Underlying* operating profit




Profit before tax




Underlying* operating profit increased by 4.4% to £2.8m which was achieved by increasing gross profits whilst maintaining overheads (excluding research and development expenses) at around 32% of revenue.  This was in part achieved through a thorough review of selected operational overheads which generated an average of 5% to 10% savings on an annualised basis.

As noted in the Chairman’s Statement, the business took a decision during the last financial year, in light of our continued solid trading performance, to invest in the infrastructure and senior management team to position ourselves for future growth. This investment included the relocation to our new premises during March 2013 together with the increase and strengthening of our employee base, in particular, our senior management, sales and product development teams.

Research and development costs, which incorporate a share of the enhanced product development team, are separately analysed in the income statement for the first time in preparation for the expected significant increase from FY15.

Non-underlying items of £0.2m are £0.2m lower than prior year, principally reflecting the one-off costs incurred during 2013 in respect of executive Board changes and head office relocation costs. Further details are provided in note 4.

Reflecting all of the above, Group profit before tax was up 14.7% to £2.7m.

Cash flow

Cash flows generated by operations were £1.6m (2013: £3.1m). During the year, the Group increased its stock levels by £1.0m to ensure we have the inventory depth to improve surety of supply of key products and in addition, to support certain strategic projects.
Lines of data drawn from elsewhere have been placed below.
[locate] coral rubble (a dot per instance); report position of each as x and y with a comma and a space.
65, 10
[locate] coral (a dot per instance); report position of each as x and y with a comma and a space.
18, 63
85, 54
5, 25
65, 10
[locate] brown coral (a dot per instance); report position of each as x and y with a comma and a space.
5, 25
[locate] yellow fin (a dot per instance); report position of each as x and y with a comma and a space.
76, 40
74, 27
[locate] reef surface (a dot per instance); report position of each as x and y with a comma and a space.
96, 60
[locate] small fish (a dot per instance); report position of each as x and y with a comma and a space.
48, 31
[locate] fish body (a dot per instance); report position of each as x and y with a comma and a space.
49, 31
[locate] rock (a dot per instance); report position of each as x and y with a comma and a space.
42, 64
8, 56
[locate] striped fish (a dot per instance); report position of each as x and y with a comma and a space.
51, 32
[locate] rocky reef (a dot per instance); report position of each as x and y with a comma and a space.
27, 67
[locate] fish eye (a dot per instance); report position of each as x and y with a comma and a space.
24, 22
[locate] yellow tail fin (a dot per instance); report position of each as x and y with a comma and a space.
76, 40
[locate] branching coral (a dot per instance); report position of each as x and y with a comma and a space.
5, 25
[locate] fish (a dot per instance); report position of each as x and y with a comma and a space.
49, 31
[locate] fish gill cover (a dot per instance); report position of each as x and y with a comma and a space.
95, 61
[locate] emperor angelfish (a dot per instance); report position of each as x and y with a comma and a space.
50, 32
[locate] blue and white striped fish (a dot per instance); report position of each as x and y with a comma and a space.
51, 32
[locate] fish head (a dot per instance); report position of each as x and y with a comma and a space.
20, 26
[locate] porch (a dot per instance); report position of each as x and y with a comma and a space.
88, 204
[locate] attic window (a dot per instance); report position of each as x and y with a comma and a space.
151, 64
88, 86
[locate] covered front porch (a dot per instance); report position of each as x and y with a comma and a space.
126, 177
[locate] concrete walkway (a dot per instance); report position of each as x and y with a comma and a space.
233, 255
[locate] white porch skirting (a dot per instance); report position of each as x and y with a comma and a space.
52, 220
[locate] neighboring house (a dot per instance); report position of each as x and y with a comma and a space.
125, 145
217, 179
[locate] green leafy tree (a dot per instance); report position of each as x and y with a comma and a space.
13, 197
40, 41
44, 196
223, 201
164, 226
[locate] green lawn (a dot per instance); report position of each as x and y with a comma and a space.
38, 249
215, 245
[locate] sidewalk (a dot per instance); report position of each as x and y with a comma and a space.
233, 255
The increase in our stock levels was planned; similarly we expect to see a reduction of circa £0.3m during the next financial year as the run up to compulsory microchipping concludes.

Net income taxes paid increased by £0.3m to £0.6m, the movement primarily reflecting the lower cash benefit in relation to prior year research and development tax credits. We continue to take full advantage of the UK’s R&D tax relief where appropriate.

Following the relocation of our offices in March 2013, total capital expenditure reduced by £0.3m to £0.2m. The 2014 expenditure primarily related to product development which remained broadly in line with prior year. Whilst our spend was lower than anticipated, the positive impact of the enhanced focus on our product pipeline is clear.

Group cash balances at 30th June 2014 were £3.8m (2013: £3.7m).

Earnings per share (“EPS”)

Basic underlying* EPS improved by 2.9% to 10.8 pence (2013: 10.5 pence). Basic earnings per share rose more significantly by 13.2% to 10.3 pence (2013: 9.1 pence) reflecting the lower cost of exceptional items incurred during 2014.


As stated during our interim reporting at 31st December 2013, the Board intends to maintain the dividend flow during the investment cycle.  This reflects the continuing strength of our balance sheet and cash position. The Board will monitor the Group’s cash balances, paying particular regard to future investment opportunities.

As a result, the Board is proposing a final dividend in respect of the year of 4.0 pence per share, giving a total dividend of 5.5 pence per share for 2014 (2013: 5.3 pence per share). This final dividend is subject to shareholder approval at the Annual General Meeting on 18th November 2014 and will be paid on 28th November 2014 to shareholders on the register at the close of business on 24th October 2014. The ordinary shares will become ex-dividend on 23rd October 2014. The total dividend is covered 2.0 times underlying* earnings (2013 - 2.0 times) 

Summary and outlook

Current trading during the first three periods of the year is in line with management expectations.

Building on the strong, solid foundations laid down during the year, we will continue to invest in the long-term growth and development of the business. In the shorter term, this will lead to higher research and development costs, which will impact both our cost base as well as capital expenditure. Nonetheless, short-term revenue growth is important to the business, and we expect to benefit from the sales and marketing investments made in the second half of 2014.

Chris Brewster
Chief Financial Officer

* Underlying measures are before the effect of exceptional costs and other items. These are disclosed in note 4 to the financial statements.